MACo Legal and Policy Counsel, Les Knapp, alongside Bill Jorch representing the Maryland Municipal League; Jim DiPietro, Deputy Director, Bureau of Utility Operations, Anne Arundel County Department of Public Works; and Steve Gerwin, Chief, Bureau of Utilities, Howard County Department of Public Works testified in opposition to House Bill 228, Environment – Water Service – Shutoff Notice Disclosures and Vulnerable Population Protection, before the House Environment and Transportation Committee on February 15, 2017.
This bill requires water and wastewater system providers to follow a strict and rigorous process before shutting off services for nonpayment, rendering that enforcement unusable in many cases. In addition, it explicitly prevents a provider from shutting off service in a wide range of situations.

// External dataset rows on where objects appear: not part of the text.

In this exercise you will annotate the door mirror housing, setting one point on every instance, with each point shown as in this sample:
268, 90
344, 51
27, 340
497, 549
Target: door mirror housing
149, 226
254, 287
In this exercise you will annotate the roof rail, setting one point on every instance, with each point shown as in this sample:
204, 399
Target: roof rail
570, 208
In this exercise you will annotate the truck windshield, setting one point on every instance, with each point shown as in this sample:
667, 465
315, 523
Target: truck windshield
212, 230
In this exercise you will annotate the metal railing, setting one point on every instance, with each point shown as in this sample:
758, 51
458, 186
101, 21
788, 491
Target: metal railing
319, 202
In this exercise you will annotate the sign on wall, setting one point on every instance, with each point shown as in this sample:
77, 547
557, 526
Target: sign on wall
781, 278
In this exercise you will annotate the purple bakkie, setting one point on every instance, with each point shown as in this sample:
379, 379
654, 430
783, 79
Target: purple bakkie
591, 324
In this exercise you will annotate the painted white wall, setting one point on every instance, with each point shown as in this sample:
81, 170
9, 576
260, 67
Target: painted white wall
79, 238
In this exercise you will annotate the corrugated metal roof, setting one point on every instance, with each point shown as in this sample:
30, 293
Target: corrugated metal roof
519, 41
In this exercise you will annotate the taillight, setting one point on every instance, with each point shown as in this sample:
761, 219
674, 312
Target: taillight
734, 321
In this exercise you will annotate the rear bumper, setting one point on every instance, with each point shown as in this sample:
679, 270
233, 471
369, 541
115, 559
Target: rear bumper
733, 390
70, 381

MACo advocates that by reducing the consequences for nonpayment, those costs simply get reassigned to others. This may be to those who pay their water bills on time (through higher base rates), or to the general taxpayer base (through higher property taxes). In general, local matters should remain in local hands. The county and municipal officials elected by and accountable to their own communities are in the best position to judge these needs, and to balance these issues of fairness. With this bill, MACo urges state policymakers to refrain from statewide intrusion — both out of respect for local autonomy, but also to avoid creating fundamental new unfairness in local revenue systems.
From MACo testimony:
The ability to discontinue a resident’s water or sewer service, or the potential of discontinuing the service, presents a much-needed device to ensure water users remit payment for their fair share of fees and charges connected to public services. HB 228 removes this leverage and undoubtedly would create many more deficient accounts for water and sewer bills from lack of enforcement – leading to increased rates on citizens who properly pay.
Members of the Committee asked a number of questions concerning existing water shut-off processes across the state, whether tenants can or should be held responsible or have access to information concerning bills for their homes, and whether the bill actually accomplishes its proposed intent, which is only to make those users responsible for paying for water if “they can actually pay.”